The Anglican Church is prepared to consider a proposal to save earthquake-damaged Christ Church Cathedral, but says a core concept of the plan has already been looked at and rejected.

Deconstruction of the building has been in progress since the church deemed it was damaged beyond the possibility of repair after a series of severe quakes.

But the decision has brought a storm of protest from unconvinced opponents.

The Great Christchurch Building Trust, fronted by former Wigram MP Jim Anderton, asked an independent panel of engineers to consider options for the cathedral.


It now says there is a way to make the building safe enough for a "maximum retention option".

Central to the proposal is bracing walls and tunnelling in to create a metal "safe haven" within the building to allow further work.

The church's Cathedral Project Group says it will review the trust's report "against the considerable work already undertaken".
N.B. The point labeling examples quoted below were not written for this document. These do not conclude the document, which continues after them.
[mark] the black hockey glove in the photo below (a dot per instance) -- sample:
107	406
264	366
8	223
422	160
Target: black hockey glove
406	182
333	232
The group said it had been told by its own engineers that the maximum retention option would cost more than $100 million.

"We had considered the possibility of safe havens but this approach was rejected," said acting dean Lynda Patterson.

The Government's Canterbury Earthquake Recovery Authority is requiring the church to make the building safe, which Mr Anderton says is taken care of in the trust's proposal.

The option of rebuilding from the existing structure might prove cheaper than demolition and rebuilding.

If a further $50 million or $60 million was required above insurance, Mr Anderton was confident it could be raised through national and international networks, without seeking money from the taxpayer.

Many Christchurch people were still too focused on things like their own quake-damaged homes to think about the cathedral.

But if it was demolished, in years to come, people would question why it could not be saved, Mr Anderton said.

A spokesman for Earthquake Recovery Minister Gerry Brownlee said it was now a matter for the church to "consider and discuss with the Great Christchurch Building Trust".

He said the authority was going to step back for the time being and give those parties time for discussion.